His father had died eight years ago. No assassin’s blade, no poison, no battle wound or lancing arrow. He had just fallen ill, all of a sudden, and a tenday later he just stopped, like a clock, and neither doctor nor artificer could wind him up again. His father had died, and in the tenday before, and the tenday after, all of his father’s children bar two, all of this man’s siblings bar one, had died also. They had died by public execution or covert murder, for good reason or for no reason other than that the succession, his succession, must be undisputed. He was the eldest son, but he knew that the right of primogeniture ran thin where lordly ambitions were concerned. He had spared one sister only, the youngest. She had been eight years old then, and something had failed in him when they presented him with the death warrant to sign. She was sixteen now, and she looked at him always with the carefully bland adoration of a subject, but he feared the thoughts that swam behind that gaze, feared them enough to wake, sweat-sodden, when even dreaming of them.

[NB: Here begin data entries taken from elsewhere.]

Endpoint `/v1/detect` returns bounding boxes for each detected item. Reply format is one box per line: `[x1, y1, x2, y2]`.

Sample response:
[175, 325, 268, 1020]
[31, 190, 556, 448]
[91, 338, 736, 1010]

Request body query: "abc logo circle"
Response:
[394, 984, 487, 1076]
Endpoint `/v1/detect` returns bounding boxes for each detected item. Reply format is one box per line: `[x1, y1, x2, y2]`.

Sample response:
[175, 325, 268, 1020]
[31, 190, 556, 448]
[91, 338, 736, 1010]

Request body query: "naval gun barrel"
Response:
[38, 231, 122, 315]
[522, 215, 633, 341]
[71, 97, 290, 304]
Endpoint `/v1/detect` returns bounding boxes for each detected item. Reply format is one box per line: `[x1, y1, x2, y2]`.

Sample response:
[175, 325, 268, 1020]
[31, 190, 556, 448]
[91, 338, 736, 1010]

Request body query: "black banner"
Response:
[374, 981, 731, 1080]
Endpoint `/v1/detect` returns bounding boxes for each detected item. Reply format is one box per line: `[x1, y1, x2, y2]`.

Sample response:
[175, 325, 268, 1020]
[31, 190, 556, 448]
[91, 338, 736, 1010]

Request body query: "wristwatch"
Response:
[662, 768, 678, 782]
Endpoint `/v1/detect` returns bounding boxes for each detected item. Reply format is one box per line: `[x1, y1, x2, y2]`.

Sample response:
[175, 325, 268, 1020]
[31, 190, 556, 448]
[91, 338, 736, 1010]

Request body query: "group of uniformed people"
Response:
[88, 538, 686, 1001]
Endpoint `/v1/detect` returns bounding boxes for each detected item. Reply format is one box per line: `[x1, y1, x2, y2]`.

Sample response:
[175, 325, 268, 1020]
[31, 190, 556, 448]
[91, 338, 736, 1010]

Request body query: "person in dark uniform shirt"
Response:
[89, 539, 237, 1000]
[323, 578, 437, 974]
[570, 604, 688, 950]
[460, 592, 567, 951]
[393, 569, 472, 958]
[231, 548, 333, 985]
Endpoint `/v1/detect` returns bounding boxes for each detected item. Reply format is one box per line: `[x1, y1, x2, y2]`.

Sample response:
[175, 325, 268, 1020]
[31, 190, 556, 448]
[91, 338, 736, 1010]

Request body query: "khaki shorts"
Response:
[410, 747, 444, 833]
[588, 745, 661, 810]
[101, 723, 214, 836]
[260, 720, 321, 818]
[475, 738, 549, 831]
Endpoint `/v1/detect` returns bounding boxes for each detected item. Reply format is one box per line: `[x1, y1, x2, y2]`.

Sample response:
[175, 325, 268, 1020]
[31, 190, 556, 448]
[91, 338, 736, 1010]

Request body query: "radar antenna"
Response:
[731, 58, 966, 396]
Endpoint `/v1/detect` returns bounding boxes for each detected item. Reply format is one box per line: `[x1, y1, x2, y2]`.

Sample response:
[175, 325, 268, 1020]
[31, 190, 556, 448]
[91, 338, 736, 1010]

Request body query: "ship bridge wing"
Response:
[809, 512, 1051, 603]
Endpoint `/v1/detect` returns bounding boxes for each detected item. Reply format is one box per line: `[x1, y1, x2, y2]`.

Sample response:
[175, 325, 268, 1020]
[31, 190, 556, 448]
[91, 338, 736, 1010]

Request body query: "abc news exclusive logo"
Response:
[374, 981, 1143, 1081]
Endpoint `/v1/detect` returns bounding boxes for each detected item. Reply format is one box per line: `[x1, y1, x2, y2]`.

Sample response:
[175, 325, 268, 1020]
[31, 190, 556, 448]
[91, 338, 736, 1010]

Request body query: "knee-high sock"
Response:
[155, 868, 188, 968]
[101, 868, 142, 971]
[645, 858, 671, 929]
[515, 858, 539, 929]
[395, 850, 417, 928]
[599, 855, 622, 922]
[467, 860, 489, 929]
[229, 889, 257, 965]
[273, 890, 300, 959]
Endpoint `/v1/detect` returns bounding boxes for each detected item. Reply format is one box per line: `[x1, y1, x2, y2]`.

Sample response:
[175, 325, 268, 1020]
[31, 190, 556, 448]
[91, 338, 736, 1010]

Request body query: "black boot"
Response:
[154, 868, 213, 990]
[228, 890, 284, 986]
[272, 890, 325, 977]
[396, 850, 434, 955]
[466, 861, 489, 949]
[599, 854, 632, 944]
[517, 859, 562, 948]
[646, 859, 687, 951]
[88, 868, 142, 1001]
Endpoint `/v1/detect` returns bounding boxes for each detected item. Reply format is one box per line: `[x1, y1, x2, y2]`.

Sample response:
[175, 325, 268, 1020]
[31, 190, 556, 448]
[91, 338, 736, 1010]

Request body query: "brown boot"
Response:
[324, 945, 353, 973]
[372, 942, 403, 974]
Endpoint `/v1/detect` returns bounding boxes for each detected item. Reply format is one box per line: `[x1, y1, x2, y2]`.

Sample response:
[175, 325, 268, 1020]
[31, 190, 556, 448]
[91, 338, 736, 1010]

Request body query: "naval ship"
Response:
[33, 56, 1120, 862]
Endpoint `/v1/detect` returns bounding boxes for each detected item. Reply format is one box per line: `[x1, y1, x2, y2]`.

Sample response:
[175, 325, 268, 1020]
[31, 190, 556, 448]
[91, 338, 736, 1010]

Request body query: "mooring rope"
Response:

And the order lay before him still, to have her removed, the one other remaining member of his bloodline. As soon as he had a true-blood son of his own it would be done. He would take no pleasure in it, no more than he would take in the fathering. He understood his own father’s life now, whose shadow he raced to outreach. Yet how envied he was! How his generals and courtiers and advisers cursed their luck, that he should sit where he did, and not they. Yet they could not know that, from the seat of a throne, the whole weighty ziggurat of state was turned on its point, and the entire hegemony’s weight from the broad base of the numberless slaves, through the subject peoples and all the ranks of the army to the generals, was balanced solely upon him. He represented their hope and their inspiration, and their expectations were loaded upon him.